第61話 恋の話 四

 「ヴィトゲンシュタインは、どちらかというと人間の心的なものに関しては否定的だったように考えられます。でも、僕の考えは少し違います。確かにヴィトゲンシュタインは偉大な哲学者ですが、僕は人間の感情、心には言語だけでは測れないものがあると考えています。
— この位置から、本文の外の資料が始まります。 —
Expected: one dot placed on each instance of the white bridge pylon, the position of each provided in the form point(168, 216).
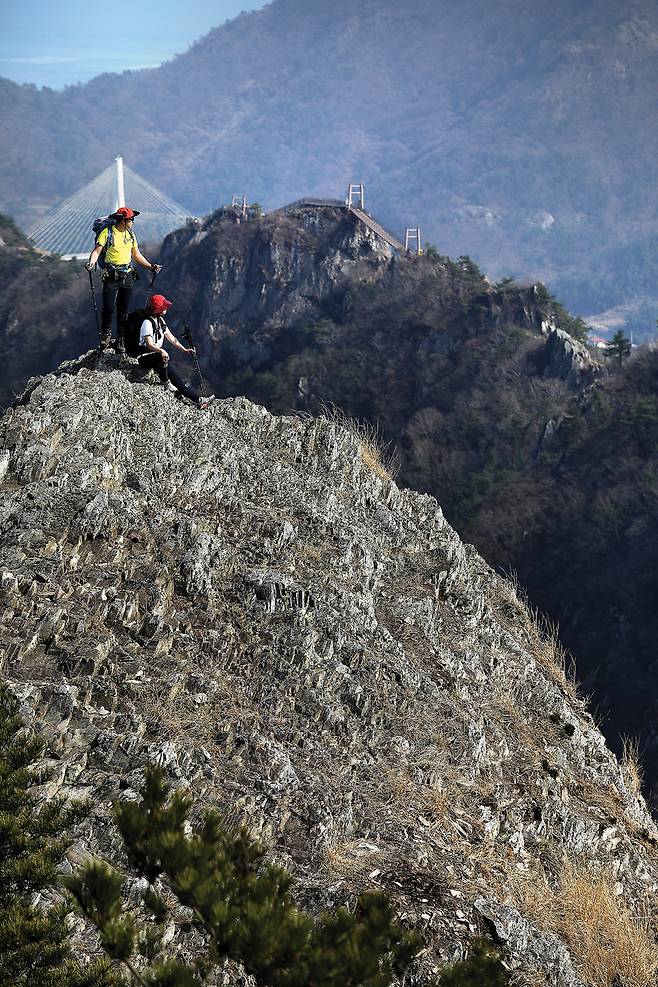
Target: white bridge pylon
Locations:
point(66, 229)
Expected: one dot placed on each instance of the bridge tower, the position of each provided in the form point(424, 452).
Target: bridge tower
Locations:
point(239, 202)
point(356, 196)
point(412, 241)
point(121, 189)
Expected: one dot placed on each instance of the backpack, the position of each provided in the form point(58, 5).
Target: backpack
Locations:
point(132, 328)
point(105, 223)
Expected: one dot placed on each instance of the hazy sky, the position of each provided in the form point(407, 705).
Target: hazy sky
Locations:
point(57, 43)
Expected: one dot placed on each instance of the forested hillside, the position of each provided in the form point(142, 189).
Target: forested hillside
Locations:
point(539, 455)
point(522, 135)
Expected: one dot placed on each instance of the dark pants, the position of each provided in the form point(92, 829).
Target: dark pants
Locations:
point(153, 361)
point(116, 295)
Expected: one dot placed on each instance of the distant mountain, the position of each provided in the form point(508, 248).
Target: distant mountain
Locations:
point(543, 459)
point(519, 133)
point(46, 313)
 それは前に説明したクオリアとも通じる考え方だと僕は思っています。そのクオリアはどんな人間にも共通のもので、例えば日本語と英語など言葉が違っても、その部分が共通していれば通じ合えるものだと考えています。

 また僕は人間の内的なものの存在を肯定している立場なので、ヴィトゲンシュタインの支持する行動主義とは少し違った考え方ですね。」

 「そうですか。分かりました。」

その時、平沢さんが少し悲しそうな表情をしたのは、気のせいだろうか。

 …いや本当に気のせいなのか?前にも、僕が哲学の話をした時に、同じような表情を平沢さんは見せたような…。

 それは一瞬の表情の動き、いわゆる心的なもので描写するならほんの少しの心の揺らぎかもしれない。

 それに僕は心的なものの研究は好きだが人の心を読むのははっきり言って下手だ。だからそれは、僕の思い過ごし…?

 …なら気にすることはないのだが。